Informaticienne à la base, Hulo B. Guillabert estime que l’Afrique doit s’y mettre en termes de contenus numériques. « Internet doit aussi avoir un contenu africain comme pour les autres continents. Ce qui n’est pas le cas aujourd’hui », plaide l’éditrice. Elle cite comme exemple, la possibilité qu’offre la toile de visiter un musée d’Europe sans bouger de sa chaise. « Nous avons un gros travail à faire pour mettre nos idées, nos œuvres sur Internet, souligne la directrice de Diasporas noires.

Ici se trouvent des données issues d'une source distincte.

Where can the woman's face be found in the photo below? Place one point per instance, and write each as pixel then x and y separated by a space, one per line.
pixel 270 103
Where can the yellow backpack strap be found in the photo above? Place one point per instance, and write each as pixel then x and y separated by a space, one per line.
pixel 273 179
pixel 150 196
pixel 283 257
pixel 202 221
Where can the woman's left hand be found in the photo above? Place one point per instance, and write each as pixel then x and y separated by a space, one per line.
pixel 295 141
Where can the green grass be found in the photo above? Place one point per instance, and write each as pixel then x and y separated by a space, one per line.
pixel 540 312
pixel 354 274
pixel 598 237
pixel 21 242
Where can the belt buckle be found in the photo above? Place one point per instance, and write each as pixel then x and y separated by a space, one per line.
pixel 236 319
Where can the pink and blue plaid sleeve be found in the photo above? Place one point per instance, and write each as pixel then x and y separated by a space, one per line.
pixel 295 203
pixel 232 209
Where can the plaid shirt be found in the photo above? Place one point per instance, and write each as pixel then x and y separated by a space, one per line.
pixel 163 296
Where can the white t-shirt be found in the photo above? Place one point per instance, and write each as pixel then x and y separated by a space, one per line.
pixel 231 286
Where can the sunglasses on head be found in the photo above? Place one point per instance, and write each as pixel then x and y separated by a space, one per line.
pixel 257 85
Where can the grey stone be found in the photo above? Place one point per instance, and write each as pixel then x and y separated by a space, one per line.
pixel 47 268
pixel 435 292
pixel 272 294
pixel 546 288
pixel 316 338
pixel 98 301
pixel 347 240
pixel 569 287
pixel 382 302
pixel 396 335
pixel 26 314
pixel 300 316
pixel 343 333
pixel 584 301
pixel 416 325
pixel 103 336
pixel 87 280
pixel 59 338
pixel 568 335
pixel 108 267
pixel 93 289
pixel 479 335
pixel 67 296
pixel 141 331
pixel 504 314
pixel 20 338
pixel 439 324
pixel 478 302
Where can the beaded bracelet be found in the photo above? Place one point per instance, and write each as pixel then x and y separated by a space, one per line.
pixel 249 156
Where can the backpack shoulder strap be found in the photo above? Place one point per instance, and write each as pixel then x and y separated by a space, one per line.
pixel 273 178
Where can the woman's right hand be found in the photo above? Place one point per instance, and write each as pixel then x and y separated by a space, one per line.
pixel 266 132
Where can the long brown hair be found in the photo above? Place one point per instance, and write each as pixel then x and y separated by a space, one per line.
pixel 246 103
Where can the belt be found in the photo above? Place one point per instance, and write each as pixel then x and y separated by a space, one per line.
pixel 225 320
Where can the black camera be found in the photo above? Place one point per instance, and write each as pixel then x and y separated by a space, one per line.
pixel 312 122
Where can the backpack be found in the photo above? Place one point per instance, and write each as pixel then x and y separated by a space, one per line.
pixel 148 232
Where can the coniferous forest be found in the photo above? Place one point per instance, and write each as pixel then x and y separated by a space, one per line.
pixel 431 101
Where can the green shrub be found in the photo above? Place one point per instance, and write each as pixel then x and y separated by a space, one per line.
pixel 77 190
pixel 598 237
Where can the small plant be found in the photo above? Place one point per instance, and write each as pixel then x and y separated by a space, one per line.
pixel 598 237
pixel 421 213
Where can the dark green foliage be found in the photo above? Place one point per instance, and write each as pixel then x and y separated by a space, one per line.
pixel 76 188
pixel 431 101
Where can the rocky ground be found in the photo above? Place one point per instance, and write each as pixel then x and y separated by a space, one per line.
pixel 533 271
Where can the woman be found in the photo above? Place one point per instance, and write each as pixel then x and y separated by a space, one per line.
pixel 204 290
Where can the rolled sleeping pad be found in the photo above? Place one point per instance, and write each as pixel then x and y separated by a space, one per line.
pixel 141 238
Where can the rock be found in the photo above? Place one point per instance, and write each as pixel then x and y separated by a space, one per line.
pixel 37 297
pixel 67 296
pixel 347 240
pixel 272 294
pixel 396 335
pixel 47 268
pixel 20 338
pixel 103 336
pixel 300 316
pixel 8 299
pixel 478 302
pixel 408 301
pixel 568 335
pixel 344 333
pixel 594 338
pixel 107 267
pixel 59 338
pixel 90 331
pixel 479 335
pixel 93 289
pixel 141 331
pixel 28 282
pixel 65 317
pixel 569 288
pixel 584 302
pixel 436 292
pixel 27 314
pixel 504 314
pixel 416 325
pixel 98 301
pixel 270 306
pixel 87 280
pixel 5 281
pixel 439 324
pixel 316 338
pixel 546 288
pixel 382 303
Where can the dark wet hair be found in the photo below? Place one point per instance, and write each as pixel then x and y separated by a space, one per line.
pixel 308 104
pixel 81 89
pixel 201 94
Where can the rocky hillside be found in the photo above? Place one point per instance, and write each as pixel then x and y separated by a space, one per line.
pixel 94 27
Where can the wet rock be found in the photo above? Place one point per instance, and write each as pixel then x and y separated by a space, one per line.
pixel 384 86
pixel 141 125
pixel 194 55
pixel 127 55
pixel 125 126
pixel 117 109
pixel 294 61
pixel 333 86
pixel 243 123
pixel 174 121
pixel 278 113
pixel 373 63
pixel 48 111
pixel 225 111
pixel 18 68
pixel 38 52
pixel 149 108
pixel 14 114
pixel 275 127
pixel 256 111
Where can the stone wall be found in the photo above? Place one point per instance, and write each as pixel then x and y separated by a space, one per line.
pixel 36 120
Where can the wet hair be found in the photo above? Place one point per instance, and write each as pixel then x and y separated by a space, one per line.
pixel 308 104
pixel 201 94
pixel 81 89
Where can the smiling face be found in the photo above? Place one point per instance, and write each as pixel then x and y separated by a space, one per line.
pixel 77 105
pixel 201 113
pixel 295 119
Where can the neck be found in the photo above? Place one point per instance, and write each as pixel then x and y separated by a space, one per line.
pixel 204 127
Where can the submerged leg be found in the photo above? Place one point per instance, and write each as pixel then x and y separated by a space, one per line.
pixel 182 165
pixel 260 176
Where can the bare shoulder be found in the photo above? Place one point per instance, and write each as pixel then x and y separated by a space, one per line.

En plus, au niveau littéraire, il y a une révolution en marche à travers le monde et qui n’est pas visible en Afrique, c’est le livre numérique. Elle consiste à lire un livre avec un nouveau support, la liseuse. Les choses se dématérialisent de plus en plus. « On ne peut pas ignorer cette révolution », lance Hulo qui s’est mise dans la posture d’un précurseur, mais malheureusement, constate-t-elle, les gens n’achètent pas comme il se doit. Il faut que les habitudes de lecture change même si l’accès à la technologie est un frein en Afrique, suggère Guillabert.

Au travers un site internet www.diasporas-noires.com, les livres numériques sont vendus directement avec possibilité pour l’acheteur de commander un ouvrage en support papier. L’objectif de la maison d’édition Diasporas noires est de promouvoir les auteurs africains et afro-descendants qui résident en Afrique ou partout dans le monde, ainsi que les auteurs issus de tous horizons qui aiment l’Afrique et qui veulent mettre en exergue sa culture et ses valeurs. Depuis octobre 2011, 18 auteurs de 6 nationalités différentes ont rejoint Diasporas noires dont 9 auteurs sénégalais. Ainsi, 19 livres ont été publiés dans 6 collections différentes.